Many of Vijayalakshmi's films include the Bhangra dance form. One such film is Kudiyirundha Koyil, which features the song, Aadaludan Paadalai Kettu Rasipathilethan Sugam Sugam, with MGR in her partner role.

Vijayalakshmi's Tamil language film debut was Paadhai Theriyudhu Paar (1960), and she also acted in "Aalukkoru Veedu". Although it won a National Film Award for Best Feature Film in Tamil, the movie was not a commercial success. Some suggested Vijaylakshmi should have danced in this movie, but the director indicated she had not because her character did not know how to dance.

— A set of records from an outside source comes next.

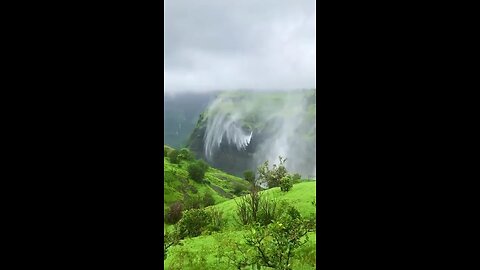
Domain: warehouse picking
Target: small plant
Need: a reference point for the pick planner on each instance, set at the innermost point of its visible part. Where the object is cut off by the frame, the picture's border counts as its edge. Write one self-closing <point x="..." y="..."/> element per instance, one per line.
<point x="196" y="170"/>
<point x="286" y="183"/>
<point x="272" y="177"/>
<point x="173" y="156"/>
<point x="208" y="199"/>
<point x="185" y="154"/>
<point x="174" y="213"/>
<point x="275" y="244"/>
<point x="192" y="202"/>
<point x="296" y="178"/>
<point x="193" y="222"/>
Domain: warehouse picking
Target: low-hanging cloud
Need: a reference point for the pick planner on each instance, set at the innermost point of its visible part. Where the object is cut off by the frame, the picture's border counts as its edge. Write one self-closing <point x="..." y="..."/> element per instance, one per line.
<point x="226" y="44"/>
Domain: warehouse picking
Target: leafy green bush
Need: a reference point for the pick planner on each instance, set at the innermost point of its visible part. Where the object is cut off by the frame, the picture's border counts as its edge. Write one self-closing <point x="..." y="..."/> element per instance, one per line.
<point x="185" y="154"/>
<point x="216" y="220"/>
<point x="196" y="221"/>
<point x="249" y="176"/>
<point x="238" y="188"/>
<point x="276" y="243"/>
<point x="173" y="156"/>
<point x="165" y="151"/>
<point x="192" y="202"/>
<point x="272" y="177"/>
<point x="174" y="213"/>
<point x="296" y="178"/>
<point x="286" y="183"/>
<point x="208" y="199"/>
<point x="196" y="170"/>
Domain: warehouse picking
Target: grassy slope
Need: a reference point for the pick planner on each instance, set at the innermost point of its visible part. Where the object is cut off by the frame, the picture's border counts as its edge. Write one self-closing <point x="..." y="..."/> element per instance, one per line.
<point x="176" y="179"/>
<point x="300" y="196"/>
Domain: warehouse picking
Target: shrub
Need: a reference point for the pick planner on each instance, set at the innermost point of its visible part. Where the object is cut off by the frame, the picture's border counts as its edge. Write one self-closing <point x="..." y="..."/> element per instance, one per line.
<point x="169" y="239"/>
<point x="276" y="243"/>
<point x="165" y="151"/>
<point x="185" y="154"/>
<point x="192" y="202"/>
<point x="208" y="199"/>
<point x="173" y="156"/>
<point x="249" y="176"/>
<point x="196" y="170"/>
<point x="238" y="188"/>
<point x="296" y="178"/>
<point x="174" y="213"/>
<point x="216" y="220"/>
<point x="272" y="177"/>
<point x="192" y="223"/>
<point x="196" y="221"/>
<point x="286" y="183"/>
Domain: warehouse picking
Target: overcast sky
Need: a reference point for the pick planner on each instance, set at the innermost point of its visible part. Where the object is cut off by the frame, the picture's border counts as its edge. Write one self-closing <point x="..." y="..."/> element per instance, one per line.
<point x="239" y="44"/>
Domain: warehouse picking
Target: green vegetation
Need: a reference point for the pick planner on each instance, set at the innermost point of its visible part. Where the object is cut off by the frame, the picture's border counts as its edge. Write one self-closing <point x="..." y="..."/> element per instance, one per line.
<point x="213" y="224"/>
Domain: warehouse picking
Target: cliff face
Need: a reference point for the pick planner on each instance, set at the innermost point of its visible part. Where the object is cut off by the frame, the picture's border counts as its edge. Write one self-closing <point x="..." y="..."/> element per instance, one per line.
<point x="241" y="130"/>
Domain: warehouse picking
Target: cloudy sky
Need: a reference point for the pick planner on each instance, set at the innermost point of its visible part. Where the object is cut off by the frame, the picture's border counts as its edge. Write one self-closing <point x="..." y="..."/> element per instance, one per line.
<point x="239" y="44"/>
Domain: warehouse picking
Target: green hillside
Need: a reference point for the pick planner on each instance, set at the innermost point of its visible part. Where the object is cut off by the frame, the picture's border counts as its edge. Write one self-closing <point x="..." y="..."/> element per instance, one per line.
<point x="177" y="183"/>
<point x="202" y="251"/>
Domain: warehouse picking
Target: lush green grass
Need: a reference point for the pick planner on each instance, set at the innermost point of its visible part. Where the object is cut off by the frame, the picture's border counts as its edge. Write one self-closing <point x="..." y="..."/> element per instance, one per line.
<point x="177" y="182"/>
<point x="200" y="252"/>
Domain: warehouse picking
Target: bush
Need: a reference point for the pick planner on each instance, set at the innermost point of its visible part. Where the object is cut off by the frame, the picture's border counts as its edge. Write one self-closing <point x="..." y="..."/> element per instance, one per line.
<point x="174" y="213"/>
<point x="216" y="220"/>
<point x="276" y="243"/>
<point x="296" y="178"/>
<point x="286" y="183"/>
<point x="238" y="188"/>
<point x="196" y="170"/>
<point x="249" y="176"/>
<point x="185" y="154"/>
<point x="165" y="151"/>
<point x="196" y="221"/>
<point x="272" y="177"/>
<point x="173" y="156"/>
<point x="192" y="202"/>
<point x="208" y="199"/>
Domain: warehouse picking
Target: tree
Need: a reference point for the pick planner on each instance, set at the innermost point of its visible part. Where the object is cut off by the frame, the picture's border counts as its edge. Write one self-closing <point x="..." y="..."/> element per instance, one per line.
<point x="197" y="170"/>
<point x="276" y="243"/>
<point x="174" y="213"/>
<point x="185" y="154"/>
<point x="208" y="199"/>
<point x="272" y="176"/>
<point x="286" y="183"/>
<point x="249" y="176"/>
<point x="169" y="239"/>
<point x="173" y="156"/>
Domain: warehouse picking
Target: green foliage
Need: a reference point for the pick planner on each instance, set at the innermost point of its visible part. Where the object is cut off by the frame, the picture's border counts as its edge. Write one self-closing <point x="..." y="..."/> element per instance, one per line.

In 1964, Vijayalakshmi was cast in the S. Balachander movie Bommai, a Tamil suspense thriller. It was shown for at least a hundred days in Madras theatres. Ooty Varai Uravu (1967) directed by C.V. Sridhar was one of her most popular Tamil movies.

== Personal life ==
In 1969, while shooting Ooty Varai Uravu, Vijayalakshmi married her brother's friend, Surajit Kumar De Dutta, an agricultural scientist working in Philippines. After getting married, Vijayalakshmi took the Benares Hindu matriculation exam as a private candidate. She then completed Bcom in Madras University through correspondence. In 1969, she moved to Manila, Philippines. In 1977, when Morarji Desai, the prime minister of India (1977 - 1979) visited Manila, the Indian Embassy asked Vijayalakshmi to dance at an official function. In 1991, Vijayalakshmi moved to the United States. She became an auditor and was employed as a budgeting officer at Virginia Polytechnic University.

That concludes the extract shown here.